Please note: this article and images were written and contributed by Misty Bouse, College Advancement Program Specialist, Portland Community College, Portland, OR.
Bioscience Technology students on Portland Community College’s Rock Creek Campus in Washington County are examples of the scientists who will better Oregon’s future. These future bioscience graduates are continuing their discovery in a wide range of industries and applications like biopharmaceuticals, cancer research, human genetics, agricultural-biotech products and infectious disease solutions. It is these students who support and drive the next level of science.
“Recent advances in biotechnology are helping us prepare for and meet society’s most pressing challenges,” said Josh Cary, Bioscience Technology Program chair. “The bioscience industry is growing quickly and looking for talented technicians, so now is a great time to prepare for a career in this innovative field. Students who develop technical and professional skills in the program become well qualified for bioscience technician roles at a varied and growing number of local bioscience companies.”
Graduates may be combating diseases, reducing our environmental footprint, feeding the hungry, or using less and cleaner energy. In the end, they are creating safer, cleaner and more efficient industrial manufacturing, Cary said.
PCC offers three degree options — one-year certification in either bioscience technician or advanced bioscience technologist in addition to an associate degree in bioscience technology. According to the Oregon Employment Department, the Portland-area industry average for bioscience technicians is around $70,000 annually.
When bioscience graduates choose bioscience careers as biotechnicians, they often work in the manufacturing of biopharmaceuticals and medical devices. Opportunities are abundant in analytical labs or in biomedical research. Some graduates will find their way into other areas like quality control or sales, too.
“Students who pay close attention to detail, enjoy hands-on learning, are quick learners and good team players, and eager to gain experience with DNA and protein technologies will likely enjoy bioscience classes,” added Cary. Meet the promising individuals these dynamic opportunities attract.
The Creative: Artists and scientists both build upon previous work. Scientists may repeat an experiment but tweak it. Similarly, Tigard’s Annie Chung decided to build a new bioscience career from one in fine arts and animation.
“I love how you can step right in and get hands-on with materials and equipment,” she said. “Art and bioscience are very different. Yet, also similar with the handwork. But the calculations and math are challenging. They’re not something I’ve done before. But the instructors are really helpful in guiding you.“
Chung is not sure what she ultimately wants to do within her new field of study. But she knows whatever she does, she’ll be supported by the program.
“I’m a first-year student and am keeping those doors open,” she said. “I appreciate that faculty really support you here. I love that we get to explore biotech options like cancer research, manufacturing and quality control. We get our hands into everything.”
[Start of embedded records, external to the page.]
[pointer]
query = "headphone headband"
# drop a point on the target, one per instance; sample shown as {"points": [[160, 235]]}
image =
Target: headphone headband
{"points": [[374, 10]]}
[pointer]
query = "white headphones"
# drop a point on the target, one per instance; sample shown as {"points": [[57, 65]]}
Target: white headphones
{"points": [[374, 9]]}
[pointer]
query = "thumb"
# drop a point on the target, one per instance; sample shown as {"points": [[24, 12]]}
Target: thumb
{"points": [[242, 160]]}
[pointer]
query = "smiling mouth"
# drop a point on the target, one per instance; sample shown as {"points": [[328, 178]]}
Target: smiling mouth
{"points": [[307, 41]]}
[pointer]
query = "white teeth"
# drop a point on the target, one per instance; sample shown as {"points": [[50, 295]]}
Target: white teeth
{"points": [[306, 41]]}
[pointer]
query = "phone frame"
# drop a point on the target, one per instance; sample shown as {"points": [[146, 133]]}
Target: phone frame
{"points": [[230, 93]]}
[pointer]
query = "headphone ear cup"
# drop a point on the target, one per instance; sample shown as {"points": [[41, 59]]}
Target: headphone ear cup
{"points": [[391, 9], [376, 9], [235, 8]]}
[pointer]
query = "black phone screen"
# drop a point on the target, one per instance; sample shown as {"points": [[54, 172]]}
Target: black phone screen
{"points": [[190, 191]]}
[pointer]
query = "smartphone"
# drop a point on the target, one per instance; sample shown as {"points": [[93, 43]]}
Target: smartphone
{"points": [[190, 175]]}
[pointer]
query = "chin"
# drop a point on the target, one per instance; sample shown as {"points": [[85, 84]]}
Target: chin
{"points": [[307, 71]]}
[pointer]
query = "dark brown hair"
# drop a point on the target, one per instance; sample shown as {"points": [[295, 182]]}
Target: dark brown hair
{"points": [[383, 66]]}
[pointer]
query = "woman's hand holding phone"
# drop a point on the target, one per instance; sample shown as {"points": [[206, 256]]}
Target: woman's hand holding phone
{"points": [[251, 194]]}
The Curious: Justin Escobar Rios’s Hillsboro High school counselor recommended he try PCC’s program as he hopes to work at a biotechnology company. Rios was into science as a kid and remembers watching a movie about a monkey with a pox-like virus that captivated him and spurred an interest in bioscience. “
The idea of just one creature wreaking havoc on humanity really interested me,” Rios said. “That plague scenario just stuck.” Rios took that fascination and built a love of bioscience. He enjoys the classes in the program because they introduce new technology and tools, as well as are hands on (he loves the spectrophotometer) and not all lectures. A first-generation college student, Rios has had to overcome the stigma of being from an immigrant family, he said.
“I am stronger in life because I overcame a self-limiting belief that since my parents were immigrants, that I could not succeed as much,” he explained. “But they showed me how to work hard and be a better person; and that inspires me.
Living near his parents, Rios now works a part-time job to pay for classes and calls out the great support he gets from faculty and staff.
“It’s a really enjoyable program and a good place with great instructors,” Rios said. “Also, PCC cares about your success. I love my cohort, too, and we help one another. Like with data, we check for similarities and ask questions of one another often. It’s great.”
The Researcher: “There’s a biology or biotech boom we’re experiencing right now – like the computer boom of the 2000s,” said North Portland’s Essau Klopfenstein, who transferred to PCC to pursue an associate degree.
He is a first-year bioscience technology student who has already conducted an interdisciplinary, undergraduate research project as part of the Oregon NASA Space Grant Consortium. For Klopfenstein, a learning disability made online schools not an option, but PCC’s in-person program gave him a great taste of the jobs he could find. He likes the fact the program allows him to simply different jobs within the field and settled on research and development.
“I like the tools and one-on-one time in class with PCC instructors because the cohort is only a total of 30 students,” Klopfenstein said. “You get a good value for your dollar invested.”
Upon completion of the bioscience technology associate degree, he will complete up to 1,000 hours of hands-on technical experience in the lab to be ready to join the bioscience workforce with promising pay. Klopfenstein said he is targeting a manufacturing position with Genentech or Twist as both biotech companies have local operations and are hiring.